One night after walking off against the Minnesota Twins, the Red Sox found themselves on the other side of the fence, falling 6-7 to the Blue Jays in the tenth inning.
For the Red Sox, this was a debacle of a game, with only the occasional offensive burst to keep things close. From the very first inning, things were going wrong in unusual fashion. With two men on and nobody out in the first, Jacoby Ellsbury was picked off of second base, and the Sox went down without scoring. Then, in the bottom of the inning, the typically accurate Jon Lester loaded the bases on a single and two walks, then walked in a run. He would have escaped the inning with just two runs, too, had it not been for a dropped pop fly courtesy of Adrian Gonzalez.

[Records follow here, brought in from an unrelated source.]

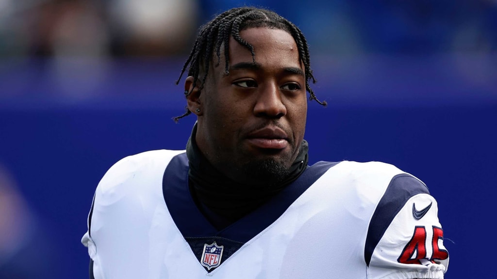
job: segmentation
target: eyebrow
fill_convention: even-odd
[[[262,68],[262,66],[260,63],[255,62],[240,62],[236,64],[230,66],[230,71],[238,70],[259,70]],[[299,75],[305,76],[304,71],[300,68],[297,67],[285,67],[283,71],[293,74],[296,74]]]

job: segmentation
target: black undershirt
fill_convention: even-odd
[[[190,192],[197,207],[217,229],[221,230],[267,202],[299,177],[307,167],[307,142],[303,140],[299,154],[281,183],[254,187],[236,182],[209,163],[195,142],[197,125],[186,145],[190,169]]]

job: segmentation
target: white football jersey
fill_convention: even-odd
[[[377,162],[318,162],[220,231],[197,209],[184,150],[126,157],[97,187],[82,241],[95,279],[443,278],[426,186]]]

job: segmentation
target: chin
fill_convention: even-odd
[[[244,184],[266,187],[279,184],[289,173],[289,167],[274,158],[252,160],[243,166]]]

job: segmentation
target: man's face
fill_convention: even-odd
[[[240,35],[253,46],[255,64],[231,38],[229,74],[222,60],[211,63],[189,106],[201,109],[196,140],[207,159],[235,181],[263,186],[281,181],[298,154],[307,111],[304,68],[286,31],[255,28]]]

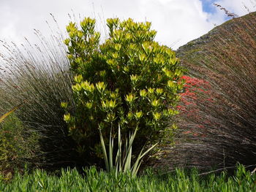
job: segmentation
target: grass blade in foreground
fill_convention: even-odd
[[[7,113],[4,114],[1,117],[0,117],[0,123],[10,114],[12,114],[13,112],[15,112],[18,108],[19,108],[23,103],[20,104],[17,107],[14,107],[12,110],[7,112]]]

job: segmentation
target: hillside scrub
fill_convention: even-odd
[[[178,145],[162,163],[203,169],[225,169],[238,161],[255,164],[255,26],[252,12],[179,48],[178,55],[188,74],[209,82],[212,103],[203,101],[207,94],[189,99],[197,104],[193,107],[200,118],[181,114]],[[205,137],[190,134],[188,139],[184,132],[192,131]]]

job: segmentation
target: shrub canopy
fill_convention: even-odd
[[[154,41],[151,23],[107,20],[109,37],[100,44],[95,20],[86,18],[80,28],[67,27],[67,57],[74,74],[75,112],[67,103],[64,120],[78,151],[99,150],[99,130],[107,138],[118,125],[124,139],[138,128],[138,150],[146,141],[159,137],[177,114],[178,93],[183,88],[175,53]]]

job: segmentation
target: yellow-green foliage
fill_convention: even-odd
[[[64,43],[76,108],[74,112],[67,103],[61,106],[81,153],[97,149],[98,128],[107,138],[110,127],[116,135],[118,124],[122,139],[138,128],[135,148],[139,150],[177,113],[177,93],[183,87],[178,60],[168,47],[154,41],[157,32],[151,23],[113,18],[107,25],[109,38],[102,44],[95,20],[86,18],[80,28],[73,23],[67,27],[69,38]]]

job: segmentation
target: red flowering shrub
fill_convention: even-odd
[[[184,80],[185,85],[184,91],[180,93],[180,105],[177,106],[180,112],[179,126],[183,134],[206,136],[206,133],[199,131],[198,128],[203,128],[209,122],[205,116],[200,115],[199,106],[212,106],[214,92],[211,86],[208,82],[196,77],[183,76],[181,79]]]

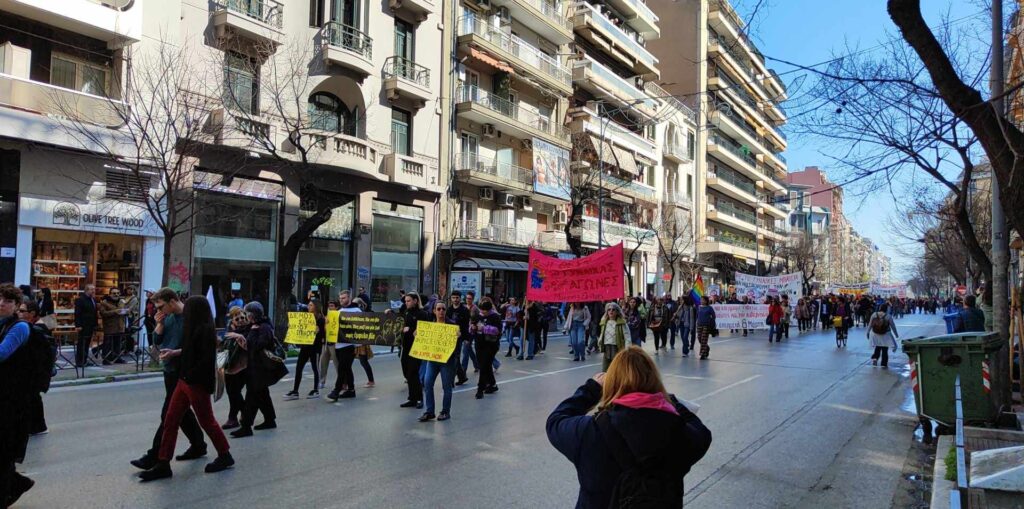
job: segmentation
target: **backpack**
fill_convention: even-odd
[[[874,313],[871,315],[871,332],[878,334],[879,336],[884,336],[889,334],[889,321],[886,320],[885,313]]]
[[[683,507],[681,479],[668,478],[660,472],[644,469],[626,444],[623,435],[611,426],[607,412],[600,412],[594,422],[604,437],[611,456],[623,471],[611,490],[609,508],[662,509]]]

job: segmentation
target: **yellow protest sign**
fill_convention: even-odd
[[[311,345],[316,340],[316,317],[311,312],[290,311],[288,335],[285,342],[293,345]]]
[[[327,331],[328,343],[338,342],[338,314],[340,312],[337,309],[331,309],[327,312],[327,326],[324,327],[324,330]]]
[[[416,339],[413,340],[409,354],[423,360],[446,363],[455,352],[457,341],[459,341],[459,326],[420,322],[416,326]]]

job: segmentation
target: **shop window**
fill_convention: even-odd
[[[141,202],[150,197],[153,179],[150,176],[134,175],[126,171],[106,170],[106,192],[104,198],[121,202]]]

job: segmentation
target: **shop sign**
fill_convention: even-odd
[[[145,207],[123,202],[74,203],[22,197],[18,220],[25,226],[164,236]]]

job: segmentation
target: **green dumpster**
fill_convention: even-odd
[[[991,399],[991,365],[1004,342],[996,333],[967,332],[931,338],[904,339],[910,357],[910,383],[918,414],[954,426],[953,383],[961,376],[964,420],[989,423],[998,416]]]

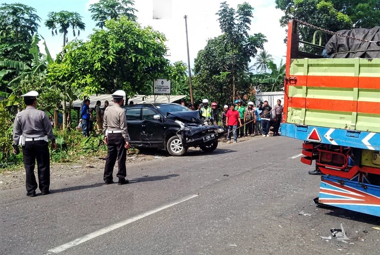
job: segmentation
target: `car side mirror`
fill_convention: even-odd
[[[159,120],[161,119],[161,117],[159,114],[155,114],[153,116],[153,119],[156,120]]]

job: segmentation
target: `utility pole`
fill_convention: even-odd
[[[185,26],[186,28],[186,45],[188,47],[188,65],[189,66],[189,85],[190,86],[190,98],[191,100],[191,104],[194,104],[194,100],[192,98],[192,85],[191,85],[191,69],[190,69],[190,55],[189,54],[189,37],[188,37],[188,21],[187,15],[185,15]]]

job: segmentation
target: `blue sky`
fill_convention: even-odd
[[[245,0],[228,0],[230,7],[236,8],[238,4]],[[245,0],[254,7],[254,18],[250,33],[262,33],[268,39],[265,49],[271,54],[276,63],[279,63],[286,54],[284,43],[285,28],[280,27],[279,20],[282,12],[275,8],[274,0]],[[45,27],[44,23],[50,12],[75,11],[82,17],[86,24],[84,31],[80,31],[79,39],[86,40],[95,28],[95,22],[91,19],[88,11],[89,5],[97,0],[1,0],[1,3],[19,2],[36,9],[41,19],[38,33],[43,36],[48,48],[54,56],[62,49],[61,35],[52,36],[51,32]],[[194,59],[198,52],[206,46],[208,39],[221,34],[215,13],[218,11],[222,0],[135,0],[134,7],[137,21],[143,26],[150,25],[156,30],[164,33],[169,48],[168,58],[172,62],[182,60],[187,63],[186,38],[184,15],[188,17],[188,30],[189,38],[190,62],[193,65]],[[170,13],[167,19],[153,20],[153,11],[165,11]],[[74,39],[70,31],[69,40]]]

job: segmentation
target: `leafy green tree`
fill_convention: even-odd
[[[282,60],[280,66],[270,61],[268,64],[268,72],[253,75],[252,83],[256,90],[261,92],[283,91],[285,80],[285,65]]]
[[[98,2],[90,4],[89,10],[93,15],[91,17],[96,23],[96,26],[103,28],[106,20],[111,19],[116,19],[119,16],[127,16],[130,20],[136,21],[137,17],[133,8],[133,0],[100,0]]]
[[[49,79],[83,88],[90,95],[123,89],[133,96],[165,73],[169,61],[164,35],[121,16],[106,22],[88,41],[72,41],[62,62],[49,67]]]
[[[75,30],[77,29],[77,34],[79,35],[80,30],[84,30],[86,26],[82,22],[82,17],[77,12],[61,11],[59,12],[51,12],[48,14],[48,19],[45,22],[45,25],[52,30],[52,36],[57,35],[57,29],[63,34],[63,47],[68,42],[68,29],[73,29],[73,35],[75,37]]]
[[[33,36],[40,20],[36,9],[21,3],[0,7],[0,60],[27,62]]]
[[[228,64],[225,65],[224,68],[232,75],[232,99],[236,96],[237,74],[247,71],[250,58],[257,53],[258,48],[264,49],[264,43],[266,41],[261,33],[253,36],[248,34],[253,10],[246,2],[238,4],[235,10],[225,1],[221,3],[220,9],[216,13],[219,17],[219,26],[225,35],[222,39],[229,48],[229,56],[226,59]]]
[[[268,70],[268,65],[271,61],[273,62],[273,60],[271,55],[268,54],[266,51],[262,50],[256,57],[256,61],[250,69],[254,68],[260,73],[266,72]]]
[[[276,0],[276,8],[285,12],[282,26],[289,20],[298,19],[332,31],[355,28],[372,28],[380,23],[378,0]],[[301,27],[301,39],[311,41],[315,30]],[[323,38],[325,44],[331,36]]]

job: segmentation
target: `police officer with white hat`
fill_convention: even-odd
[[[125,178],[127,176],[125,160],[127,149],[130,147],[129,136],[125,111],[121,107],[124,102],[124,97],[125,92],[123,90],[115,91],[112,94],[114,104],[104,110],[103,134],[104,142],[108,149],[103,177],[106,184],[114,183],[113,173],[116,158],[118,166],[116,175],[119,178],[118,184],[121,185],[129,182]]]
[[[13,123],[13,153],[19,153],[17,146],[22,146],[28,196],[36,196],[38,186],[34,167],[36,159],[39,190],[43,195],[50,194],[49,139],[52,140],[52,149],[57,148],[49,118],[44,112],[36,109],[38,95],[38,92],[32,91],[21,96],[26,108],[17,114]]]

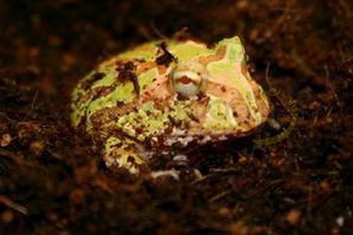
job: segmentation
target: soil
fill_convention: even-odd
[[[0,234],[353,234],[351,4],[1,1]],[[71,127],[72,89],[109,55],[235,35],[254,79],[281,87],[277,121],[194,151],[201,178],[107,169]],[[299,119],[289,136],[253,143],[287,127],[291,97]]]

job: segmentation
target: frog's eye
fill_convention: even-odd
[[[184,97],[196,95],[200,91],[201,76],[193,71],[178,71],[172,75],[175,92]]]

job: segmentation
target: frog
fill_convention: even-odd
[[[167,39],[133,47],[78,81],[72,126],[100,146],[107,167],[133,174],[176,146],[247,135],[271,108],[246,61],[238,36],[210,46]]]

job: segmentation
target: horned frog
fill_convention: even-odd
[[[72,93],[72,125],[102,147],[108,167],[138,174],[172,146],[244,136],[270,105],[238,37],[212,48],[154,41],[98,65]]]

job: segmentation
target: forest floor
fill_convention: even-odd
[[[347,0],[0,1],[0,234],[353,234],[352,10]],[[72,89],[109,55],[180,33],[239,35],[254,79],[282,88],[277,109],[297,101],[294,129],[273,145],[251,141],[276,134],[265,125],[222,154],[201,149],[199,180],[107,169],[71,127]]]

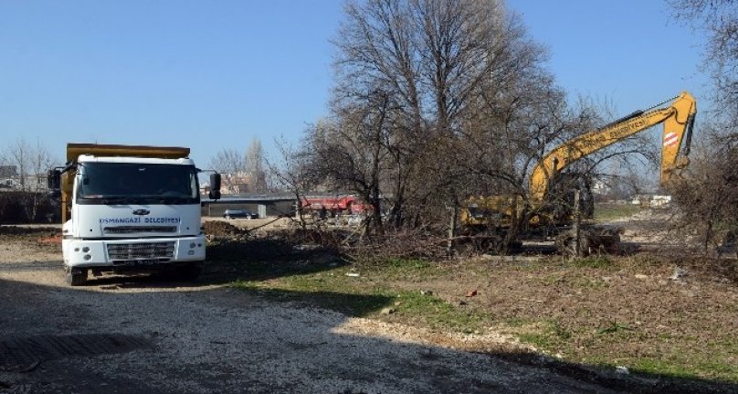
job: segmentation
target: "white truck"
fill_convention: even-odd
[[[67,165],[49,170],[61,199],[67,282],[88,272],[174,270],[184,280],[202,271],[201,170],[181,147],[69,144]],[[220,175],[210,176],[211,199]]]

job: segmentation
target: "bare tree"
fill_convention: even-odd
[[[275,140],[275,144],[279,152],[279,157],[272,160],[265,159],[265,165],[277,187],[294,196],[298,223],[304,230],[306,229],[305,212],[301,209],[300,202],[319,182],[311,168],[311,154],[304,148],[295,148],[284,138]],[[304,146],[305,144],[302,145]]]
[[[690,177],[672,191],[681,225],[696,232],[707,250],[714,241],[738,236],[738,134],[726,137],[709,127],[702,132]]]
[[[221,186],[225,193],[239,194],[248,190],[247,157],[232,148],[223,148],[210,158],[210,166],[223,175]]]
[[[734,128],[738,123],[738,1],[667,0],[667,3],[674,16],[707,33],[704,65],[712,77],[716,101],[722,108],[718,115],[727,115]]]
[[[697,229],[703,246],[738,234],[738,1],[668,0],[674,16],[708,34],[705,69],[716,108],[701,130],[691,176],[673,190],[682,224]],[[698,142],[699,143],[699,142]]]

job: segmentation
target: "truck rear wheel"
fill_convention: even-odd
[[[66,267],[67,284],[70,286],[81,286],[87,282],[87,269]]]

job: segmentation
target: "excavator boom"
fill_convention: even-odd
[[[562,144],[543,156],[533,168],[530,181],[532,199],[543,200],[551,179],[575,161],[661,122],[664,123],[664,131],[660,180],[662,185],[667,183],[677,170],[689,164],[687,154],[696,112],[694,97],[684,91],[674,98],[668,107],[634,112]]]

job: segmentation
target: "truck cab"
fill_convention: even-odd
[[[58,170],[58,176],[66,176],[60,187],[62,253],[70,285],[84,284],[90,271],[169,268],[187,280],[201,272],[206,239],[200,171],[186,155],[141,157],[135,154],[144,150],[136,148],[142,147],[121,149],[129,155],[96,155],[90,149],[93,153],[79,154],[66,171]]]

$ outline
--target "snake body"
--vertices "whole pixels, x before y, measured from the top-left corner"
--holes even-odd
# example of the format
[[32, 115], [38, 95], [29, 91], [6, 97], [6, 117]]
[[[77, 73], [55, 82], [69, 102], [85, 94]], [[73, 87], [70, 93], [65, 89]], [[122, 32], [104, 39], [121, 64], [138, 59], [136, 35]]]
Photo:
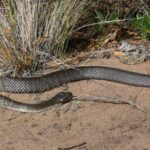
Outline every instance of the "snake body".
[[[150, 75], [130, 72], [110, 67], [78, 67], [33, 78], [1, 77], [0, 91], [12, 93], [38, 93], [80, 80], [107, 80], [132, 86], [150, 87]], [[47, 102], [25, 104], [13, 101], [7, 97], [0, 97], [0, 107], [22, 112], [39, 112], [48, 109], [53, 104], [66, 103], [72, 94], [58, 93]]]

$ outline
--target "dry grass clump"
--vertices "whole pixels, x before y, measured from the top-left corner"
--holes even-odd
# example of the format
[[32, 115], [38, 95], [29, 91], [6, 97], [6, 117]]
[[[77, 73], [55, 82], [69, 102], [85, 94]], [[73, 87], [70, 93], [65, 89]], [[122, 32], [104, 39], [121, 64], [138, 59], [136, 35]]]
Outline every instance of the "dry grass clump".
[[0, 69], [27, 75], [60, 56], [88, 0], [3, 0]]

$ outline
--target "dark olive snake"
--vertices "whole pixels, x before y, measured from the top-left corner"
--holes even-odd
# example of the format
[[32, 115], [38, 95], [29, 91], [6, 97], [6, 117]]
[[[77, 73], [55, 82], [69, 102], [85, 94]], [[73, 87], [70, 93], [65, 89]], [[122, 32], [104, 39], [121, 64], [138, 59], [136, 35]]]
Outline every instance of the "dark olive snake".
[[[41, 77], [1, 77], [0, 91], [11, 93], [38, 93], [51, 90], [66, 83], [90, 79], [107, 80], [139, 87], [150, 87], [150, 75], [110, 67], [88, 66], [60, 70]], [[37, 104], [27, 104], [0, 96], [0, 107], [21, 112], [41, 112], [55, 104], [67, 103], [71, 98], [72, 94], [70, 92], [60, 92], [48, 101]]]

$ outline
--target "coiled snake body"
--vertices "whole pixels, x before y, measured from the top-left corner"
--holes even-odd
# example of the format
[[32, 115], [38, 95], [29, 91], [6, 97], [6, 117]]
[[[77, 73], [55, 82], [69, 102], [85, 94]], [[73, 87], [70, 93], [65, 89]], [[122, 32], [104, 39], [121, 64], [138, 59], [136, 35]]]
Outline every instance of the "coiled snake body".
[[[133, 86], [150, 87], [150, 75], [110, 67], [92, 66], [61, 70], [42, 77], [1, 77], [0, 91], [12, 93], [38, 93], [51, 90], [66, 83], [87, 79], [107, 80]], [[52, 105], [66, 103], [71, 98], [72, 94], [70, 92], [61, 92], [51, 100], [38, 104], [25, 104], [0, 96], [0, 107], [21, 112], [40, 112], [50, 108]]]

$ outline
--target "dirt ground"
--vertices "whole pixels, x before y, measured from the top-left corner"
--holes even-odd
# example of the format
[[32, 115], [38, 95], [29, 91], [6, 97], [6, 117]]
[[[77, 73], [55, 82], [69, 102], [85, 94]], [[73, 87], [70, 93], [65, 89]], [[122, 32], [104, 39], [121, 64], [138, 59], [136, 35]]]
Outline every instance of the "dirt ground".
[[[86, 65], [150, 74], [149, 62], [124, 65], [115, 58], [97, 58]], [[97, 80], [68, 86], [76, 96], [88, 94], [127, 99], [150, 112], [149, 88]], [[32, 95], [5, 95], [18, 101], [38, 102], [63, 89]], [[150, 114], [130, 105], [94, 101], [73, 101], [38, 114], [0, 109], [0, 149], [150, 150]]]

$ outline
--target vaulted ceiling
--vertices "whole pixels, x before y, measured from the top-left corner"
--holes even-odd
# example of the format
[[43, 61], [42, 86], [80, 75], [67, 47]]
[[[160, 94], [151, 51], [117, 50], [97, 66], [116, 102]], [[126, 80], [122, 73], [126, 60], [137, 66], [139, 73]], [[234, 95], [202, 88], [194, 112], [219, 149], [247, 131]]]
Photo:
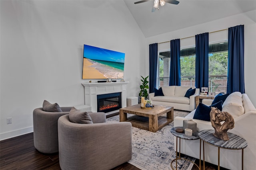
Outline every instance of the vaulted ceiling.
[[140, 0], [124, 1], [146, 37], [256, 10], [256, 0], [178, 0], [152, 12], [154, 0]]

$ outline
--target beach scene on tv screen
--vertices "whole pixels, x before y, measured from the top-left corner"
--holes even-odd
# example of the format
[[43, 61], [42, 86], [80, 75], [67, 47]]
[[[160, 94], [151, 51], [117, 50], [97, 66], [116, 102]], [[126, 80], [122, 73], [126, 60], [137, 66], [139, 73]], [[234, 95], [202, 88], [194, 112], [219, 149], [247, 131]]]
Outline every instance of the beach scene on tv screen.
[[125, 54], [84, 45], [83, 79], [124, 78]]

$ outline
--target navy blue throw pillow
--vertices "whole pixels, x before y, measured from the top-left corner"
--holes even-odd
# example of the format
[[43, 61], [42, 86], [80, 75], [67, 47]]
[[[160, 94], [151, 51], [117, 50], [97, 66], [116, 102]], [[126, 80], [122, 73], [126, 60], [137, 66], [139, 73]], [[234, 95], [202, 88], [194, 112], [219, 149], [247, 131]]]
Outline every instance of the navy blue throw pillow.
[[222, 94], [221, 93], [219, 93], [218, 95], [215, 96], [215, 98], [212, 101], [212, 104], [214, 104], [217, 103], [220, 101], [222, 101], [222, 103], [224, 103], [225, 100], [227, 98], [228, 96], [229, 95], [229, 93], [227, 93], [226, 94]]
[[188, 98], [189, 98], [190, 96], [192, 96], [194, 95], [196, 92], [196, 88], [190, 88], [189, 89], [187, 90], [187, 92], [186, 93], [186, 94], [185, 95], [185, 97], [186, 97]]
[[164, 96], [164, 93], [163, 93], [163, 90], [162, 89], [162, 87], [159, 88], [158, 90], [156, 88], [154, 88], [155, 91], [155, 96]]
[[212, 110], [212, 109], [211, 109], [212, 107], [217, 107], [221, 111], [222, 110], [222, 101], [221, 100], [218, 102], [210, 106], [208, 106], [202, 103], [199, 103], [199, 104], [196, 107], [193, 119], [210, 121], [210, 113]]

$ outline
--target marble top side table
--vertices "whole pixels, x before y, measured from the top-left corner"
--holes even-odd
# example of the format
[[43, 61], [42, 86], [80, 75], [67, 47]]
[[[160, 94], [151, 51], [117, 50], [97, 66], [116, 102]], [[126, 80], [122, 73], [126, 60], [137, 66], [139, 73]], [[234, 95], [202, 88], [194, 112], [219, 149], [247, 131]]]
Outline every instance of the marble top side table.
[[[176, 131], [176, 129], [177, 128], [180, 128], [183, 129], [183, 127], [173, 127], [172, 129], [171, 129], [171, 133], [174, 136], [176, 137], [176, 158], [174, 159], [171, 162], [171, 167], [172, 170], [174, 169], [174, 168], [172, 166], [172, 162], [173, 161], [176, 160], [176, 170], [177, 170], [177, 161], [179, 159], [183, 159], [186, 160], [187, 160], [188, 161], [190, 161], [192, 163], [193, 163], [194, 164], [196, 165], [196, 166], [198, 168], [199, 170], [201, 169], [201, 161], [200, 162], [200, 165], [198, 166], [193, 161], [191, 161], [190, 160], [189, 160], [187, 159], [185, 159], [184, 158], [182, 158], [180, 157], [180, 139], [185, 139], [185, 140], [197, 140], [199, 139], [199, 137], [198, 135], [198, 131], [196, 133], [193, 133], [193, 135], [189, 136], [187, 136], [185, 135], [184, 133], [179, 133], [177, 132]], [[180, 150], [179, 151], [179, 157], [178, 157], [178, 139], [179, 138], [179, 149]], [[200, 143], [200, 148], [201, 148], [201, 143]], [[200, 152], [200, 158], [201, 158], [201, 151]]]
[[[242, 149], [242, 170], [244, 169], [244, 149], [248, 145], [247, 142], [243, 138], [234, 133], [227, 132], [229, 140], [223, 141], [213, 135], [214, 130], [208, 129], [200, 131], [198, 133], [201, 141], [203, 141], [203, 156], [204, 159], [204, 142], [218, 148], [218, 169], [220, 170], [220, 148], [224, 149]], [[201, 150], [201, 148], [200, 148]], [[201, 153], [201, 151], [200, 151]]]

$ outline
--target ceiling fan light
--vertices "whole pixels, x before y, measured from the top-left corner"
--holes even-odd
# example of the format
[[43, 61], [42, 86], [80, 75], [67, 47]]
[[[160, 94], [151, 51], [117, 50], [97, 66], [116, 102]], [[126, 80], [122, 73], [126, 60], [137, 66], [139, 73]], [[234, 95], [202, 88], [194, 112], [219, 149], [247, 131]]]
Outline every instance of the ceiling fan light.
[[158, 8], [159, 4], [159, 0], [155, 0], [154, 4], [154, 8]]
[[159, 3], [159, 0], [155, 0], [154, 2], [154, 4], [158, 4]]
[[160, 0], [160, 4], [161, 6], [163, 6], [165, 4], [165, 2], [164, 0]]

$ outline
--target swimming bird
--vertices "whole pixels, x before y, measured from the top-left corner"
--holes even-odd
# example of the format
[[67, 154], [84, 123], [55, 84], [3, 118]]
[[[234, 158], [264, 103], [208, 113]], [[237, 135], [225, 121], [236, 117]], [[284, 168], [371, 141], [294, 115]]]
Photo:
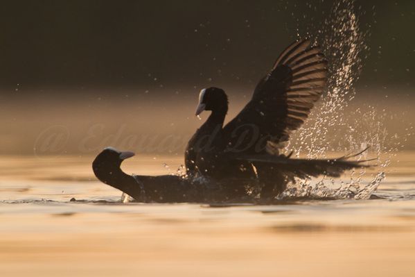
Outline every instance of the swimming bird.
[[135, 201], [145, 203], [251, 202], [249, 185], [255, 181], [232, 177], [222, 180], [189, 178], [177, 175], [156, 176], [129, 175], [121, 169], [121, 163], [134, 153], [107, 147], [92, 162], [95, 176], [103, 183], [120, 190]]
[[[228, 98], [218, 87], [200, 91], [195, 115], [211, 111], [190, 140], [185, 153], [188, 175], [220, 179], [258, 176], [263, 198], [274, 198], [294, 178], [338, 176], [361, 162], [292, 159], [281, 151], [308, 118], [326, 84], [327, 60], [308, 39], [287, 47], [257, 85], [252, 98], [226, 126]], [[350, 157], [349, 157], [350, 158]]]

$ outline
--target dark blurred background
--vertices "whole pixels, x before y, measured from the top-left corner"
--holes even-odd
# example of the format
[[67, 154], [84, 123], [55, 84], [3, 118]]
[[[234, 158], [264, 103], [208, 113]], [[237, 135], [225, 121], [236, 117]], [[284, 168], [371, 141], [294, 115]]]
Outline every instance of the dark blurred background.
[[[3, 1], [0, 86], [24, 92], [191, 87], [210, 80], [244, 85], [257, 81], [303, 22], [324, 20], [332, 3]], [[359, 6], [362, 28], [370, 24], [371, 33], [361, 82], [413, 87], [415, 1]]]
[[[225, 88], [232, 115], [297, 33], [319, 29], [333, 3], [3, 1], [0, 151], [32, 153], [55, 125], [74, 140], [65, 153], [78, 151], [76, 142], [97, 123], [110, 126], [107, 134], [126, 124], [187, 137], [200, 124], [193, 112], [201, 88]], [[415, 1], [355, 7], [370, 34], [356, 84], [361, 103], [384, 103], [412, 121]]]

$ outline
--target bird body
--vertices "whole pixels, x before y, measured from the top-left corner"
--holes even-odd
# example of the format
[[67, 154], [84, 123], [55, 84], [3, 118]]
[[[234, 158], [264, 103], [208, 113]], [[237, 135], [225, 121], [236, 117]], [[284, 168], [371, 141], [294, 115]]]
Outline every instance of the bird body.
[[[120, 169], [130, 152], [105, 149], [93, 163], [96, 176], [141, 201], [236, 201], [274, 199], [290, 182], [319, 175], [339, 176], [367, 167], [337, 159], [293, 159], [281, 154], [291, 133], [308, 118], [326, 83], [324, 56], [309, 40], [287, 47], [257, 85], [251, 100], [224, 126], [228, 98], [218, 87], [202, 90], [196, 115], [211, 111], [185, 152], [186, 176], [130, 176]], [[204, 181], [201, 183], [201, 180]]]

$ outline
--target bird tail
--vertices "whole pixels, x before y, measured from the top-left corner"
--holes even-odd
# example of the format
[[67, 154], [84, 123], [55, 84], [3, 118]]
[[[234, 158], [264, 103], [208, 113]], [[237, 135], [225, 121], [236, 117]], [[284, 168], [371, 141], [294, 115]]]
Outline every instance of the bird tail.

Facing a 3-0 lead after one, the Red Sox got to work in the second. David Ortiz hit a leadoff double and was moved to third on a J.D. Drew single. Carl Crawford got the Sox on the board with an RBI single before Jarrod Saltalamacchia and Jacoby Ellsbury went down to end the threat.
After Jon Lester escaped a bases loaded situation in the third, David Ortiz brought the Sox within one run of the Jays with his fifth homer of the year. The Sox had a chance to tie things up, but a terrible attempt to score Carl Crawford on a sharply hit line drive single from Jacoby Ellsbury ended the threat. When Dustin Pedroia walked to start the next inning and was brought home on a 2-run shot, the Sox did take the lead, but left fans wondering just how many they could have scored in the fourth.
The lead did not last long, however, as Lester's struggles continued in the fourth when Jose Bautista led off the frame with a solo shot to left. The next inning started in similar fashion, with J.P. Arencibia doing the dirty work. Lester was pulled from the game after walking John McDonald and hitting Yunel Escobar with a pitch, his final line featuring an uncharacteristic five earned runs in just over five innings.
The roller coaster ride continued in the eighth thanks to Jed Lowrie, who doubled, and Jarrod Saltalamacchia, whose line drive to left field brought pinch runner Jose Iglesias home. Things quickly swung back in Toronto's favor, however, when David Cooper took a Daniel Bard fastball over the wall in right-center. Not one to break from the tradition of leadoff homers the game had established, however, Adrian Gonzalez responded by taking the second pitch of the ninth inning to the opposite field for his second bomb of the game.
Ultimately, though, all the small mistakes that had cost the Sox a run here and a run there came back to haunt them. Adrian Gonzalez' next big swing came in the tenth inning with two outs, and wasn't quite enough to get the job done. Pitching his second inning, Matt Albers allowed a one-out ground ball single to Rajai Davis, who was immediately off and running, stealing second despite a pitchout, and then third on the ineffective arm of Jason Varitek. With David Cooper at the plate, Albers needed to dodge any sort of contact, but could not avoid the sacrifice fly that sent Davis home and gave the Jays the win.